Other case when it's useful is refractoring, when you add some functionality and a parameter for it to a function, and don't want to break the old code. For example, strlen(const char* s) computes the distance to the first \0 character in a string. You could need to look for another characted, so that you'll write a more generic version: strlen(const char* s, char c='\0'). This will reuse the code of your old strlen without breaking compatibility with old code.
The main problem of default values is that when you review or use code written by others, you may not notice this hidden parameter, so you won't know that the function is more powerful than you can see from the code.
Also, google's coding style suggests avoiding them.
A default parameter is a function parameter that has a default value provided to it. If the user does not supply a value for this parameter, the default value will be
used. If the user does supply a value for the default parameter, the user-supplied value is used.
In computer programming, a default argument is an argument to a function that a programmer is not required to specify. In most programming languages, functions may take one or more arguments. Usually, each argument must be specified in full (this is the case in the C programming language)
Advantages of using default parameter, as others have pointed out, is indeed the "clarity" it brings in the code with respect to say function overloading.

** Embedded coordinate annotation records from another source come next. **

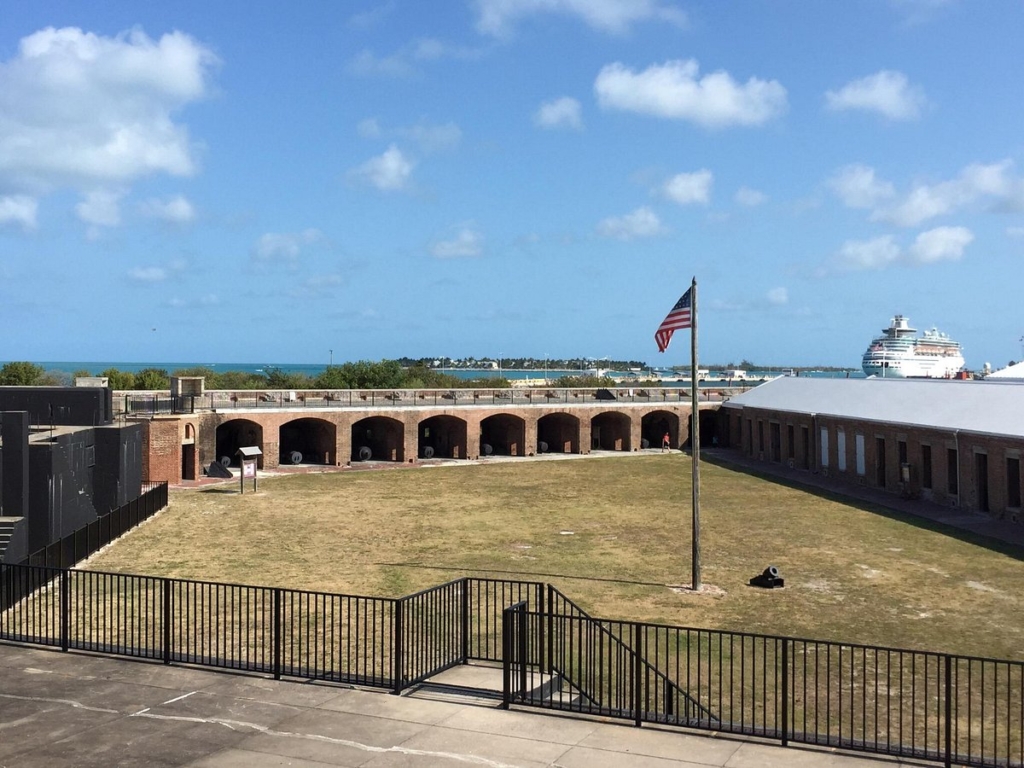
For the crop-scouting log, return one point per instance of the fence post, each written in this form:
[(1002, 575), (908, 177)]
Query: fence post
[(276, 633), (167, 621), (506, 659), (637, 674), (465, 621), (65, 610), (399, 607), (785, 692), (522, 624), (949, 711), (540, 626), (549, 619)]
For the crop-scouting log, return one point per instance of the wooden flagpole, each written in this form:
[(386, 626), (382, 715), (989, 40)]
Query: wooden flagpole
[(695, 437)]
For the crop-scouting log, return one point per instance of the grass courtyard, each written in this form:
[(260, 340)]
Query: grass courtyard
[(613, 534)]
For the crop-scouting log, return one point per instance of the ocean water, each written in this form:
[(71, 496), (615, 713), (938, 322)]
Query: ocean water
[(670, 378), (289, 368)]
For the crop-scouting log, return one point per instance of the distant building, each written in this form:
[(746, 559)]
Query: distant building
[(64, 463), (952, 442), (1010, 373)]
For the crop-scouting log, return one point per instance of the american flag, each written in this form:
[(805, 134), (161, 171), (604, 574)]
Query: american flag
[(676, 320)]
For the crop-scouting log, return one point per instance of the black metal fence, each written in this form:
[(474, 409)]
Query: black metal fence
[(954, 710)]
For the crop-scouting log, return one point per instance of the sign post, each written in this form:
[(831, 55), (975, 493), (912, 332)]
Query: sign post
[(248, 458)]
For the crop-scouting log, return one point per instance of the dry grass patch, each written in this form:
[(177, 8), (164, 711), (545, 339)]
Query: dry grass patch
[(852, 573)]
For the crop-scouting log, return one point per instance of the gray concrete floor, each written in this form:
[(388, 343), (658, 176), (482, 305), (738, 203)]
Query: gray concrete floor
[(62, 710)]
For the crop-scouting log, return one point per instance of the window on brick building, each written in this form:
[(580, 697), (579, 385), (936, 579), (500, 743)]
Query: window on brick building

But, it is important to keep in mind the major disadvantage of using this compile-time feature of the language: the binary compatibility and default function parameter does not go hand in hand.
For this reason, it is always good to avoid using default params in your API/interfaces classes. Because, each time you change the default param to something else, your clients will need to be recompiled as well as relinked.
Symbian has some very good C++ design patterns to avoid such BC.
Default parameters are better to be avoided.
let's consider the below example
int DoThis(int a, int b = 5, int c = 6) {}
Now lets say you are using this in multiple places
Place 1: DoThis(1);
Place 2: DoThis(1,2);
Place 3: DoThis(1,2,3);
Now you wanted to add 1 more parameter to the function and it is a mandatory field (extended feature for that function).
int DoThis(int a, int x, int b =5, int c=6)
Your compiler throws error for only "Place 1". You fix that. What about other others?
Imagine what happens in a large project? It would become a nightmare to identify it's usages and updating it rightly.
Always overload:
int DoThis(int a) {}
int DoThis(int a, int b {}
int DoThis(int a, int b, int c) {}
int DoThis(int a, int b, int c, int x) {}